Didn't notice subtleties in this one, unless the way personal loyalties are pulling people about to their own detriment and that of the group counts. Daryl gets someone killed indirectly, tries to "solve" that but may end up just getting someone else killed too. Similarly Carol leaves to kill no one and ends up killing 4 more and endangering others. Rick fails to find Carol, Rosita et al. fail to bring back Daryl before he gets captured. Everyone correctly prophesied the failures of the stayers' missions, then failed in their own in not stopping those. Only Morgan's might still work. So the episode's pretty much agreeing with his "we're all wrong but only one way to be wrong doesn't drag us down" formula? Since it has him explain the apparent success of his Wolf conversion to Rick, he's both somewhat destigmatized for the audience and those events are brought back to their attention, exactly as the full, horrible ramifications of Rick's Zero Dark Thirty "success" are revealed. So this is maybe the point where people hostile to it are gradually realizing Morgan's side may be the one that's right, here? Not just a moral but a rational high ground? Hard for me to see this since I've been noticing he's the default hero for a while. I mean, I assume there's some things he's still supposed to be getting wrong, but he's close to the goal, while everyone else has run downfield to score what's in fact the enemy's point.

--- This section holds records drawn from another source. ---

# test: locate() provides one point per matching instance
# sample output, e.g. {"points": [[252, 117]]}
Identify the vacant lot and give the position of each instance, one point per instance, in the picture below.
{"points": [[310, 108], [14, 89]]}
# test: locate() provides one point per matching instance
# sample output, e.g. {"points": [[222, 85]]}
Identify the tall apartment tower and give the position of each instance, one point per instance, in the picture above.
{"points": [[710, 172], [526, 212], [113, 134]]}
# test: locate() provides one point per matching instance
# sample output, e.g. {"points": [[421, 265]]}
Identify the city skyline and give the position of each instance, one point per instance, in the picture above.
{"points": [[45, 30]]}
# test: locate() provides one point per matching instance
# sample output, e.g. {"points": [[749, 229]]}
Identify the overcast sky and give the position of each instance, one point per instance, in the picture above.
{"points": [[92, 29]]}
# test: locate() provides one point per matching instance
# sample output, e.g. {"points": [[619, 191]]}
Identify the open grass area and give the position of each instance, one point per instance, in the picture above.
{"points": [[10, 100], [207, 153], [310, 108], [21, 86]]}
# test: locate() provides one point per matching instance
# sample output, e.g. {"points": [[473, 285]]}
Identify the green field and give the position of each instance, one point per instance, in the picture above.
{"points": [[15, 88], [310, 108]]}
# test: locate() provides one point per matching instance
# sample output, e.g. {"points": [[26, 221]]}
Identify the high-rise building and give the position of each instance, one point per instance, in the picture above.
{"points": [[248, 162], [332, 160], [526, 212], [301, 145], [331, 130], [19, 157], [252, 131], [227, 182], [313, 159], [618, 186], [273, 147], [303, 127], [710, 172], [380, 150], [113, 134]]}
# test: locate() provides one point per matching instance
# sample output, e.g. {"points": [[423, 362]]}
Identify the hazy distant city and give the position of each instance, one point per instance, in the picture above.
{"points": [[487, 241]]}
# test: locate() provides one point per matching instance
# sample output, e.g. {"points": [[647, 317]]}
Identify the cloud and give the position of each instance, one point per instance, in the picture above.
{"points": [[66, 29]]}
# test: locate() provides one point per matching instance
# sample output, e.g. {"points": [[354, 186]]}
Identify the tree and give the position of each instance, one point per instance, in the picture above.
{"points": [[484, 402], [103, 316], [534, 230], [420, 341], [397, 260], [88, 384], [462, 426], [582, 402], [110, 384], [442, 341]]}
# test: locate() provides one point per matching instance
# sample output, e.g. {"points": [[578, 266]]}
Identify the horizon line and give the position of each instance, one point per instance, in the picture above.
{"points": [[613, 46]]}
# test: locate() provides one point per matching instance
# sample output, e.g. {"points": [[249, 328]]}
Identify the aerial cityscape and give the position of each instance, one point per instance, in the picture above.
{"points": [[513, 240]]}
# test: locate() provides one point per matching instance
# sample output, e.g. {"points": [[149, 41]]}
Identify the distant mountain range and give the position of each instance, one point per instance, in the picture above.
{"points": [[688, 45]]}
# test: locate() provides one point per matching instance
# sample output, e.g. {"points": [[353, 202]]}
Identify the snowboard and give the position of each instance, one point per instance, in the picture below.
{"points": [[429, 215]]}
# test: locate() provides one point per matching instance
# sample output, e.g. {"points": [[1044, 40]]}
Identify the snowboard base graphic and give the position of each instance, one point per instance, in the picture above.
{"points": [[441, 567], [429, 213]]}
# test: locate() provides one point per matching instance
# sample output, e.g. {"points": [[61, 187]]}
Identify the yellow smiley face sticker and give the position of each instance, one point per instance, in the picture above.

Mostly it's setting the finale up.

[identity profile] grashupfer.livejournal.com 2016-03-29 06:04 pm (UTC)(link)
I'm years away from getting to this point, so this will be forgotten later, but anyway they seem pretty keen on this Negan character based on the promo stuff I've seen.

[identity profile] proximoception.livejournal.com 2016-03-30 04:25 am (UTC)(link)
I watch no promo stuff but they've been building him up for like ten episodes now. He's clearly Season 7's Governor.

[identity profile] proximoception.livejournal.com 2016-03-30 04:36 am (UTC)(link)
If you get to the end of 3 do yourself a favor and think of 4 as an absolute relaunch. None of the characters are quite who they were. With "Clear" back in 3 as a buried Prologue. Julie still has trouble with the show because the original characters were all so damn tiresome by 4.1, so she reflexively hates them, and she's not alone - that's still its albatross. It's not that no events, themes etc. are carried over, but they get unobtrusively reestablished or summarized (and usually rerouted) such that you don't need to think back much, except to the Pilot and Clear. And maybe Gimple's "This Sorrowful Life" late in 3. The cyphers get personalities.

[identity profile] grashupfer.livejournal.com 2016-03-30 02:22 pm (UTC)(link)
Thanks this is helpful. I will get back to TWD soon. I have to finish Hannibal, which has been slow b/c I have to watch it on my laptop and I don't like the sound and screen. Also been amazingly entertained by the OJ show. If there's a Johnnie Cochran spinoff it will be the best show on TV.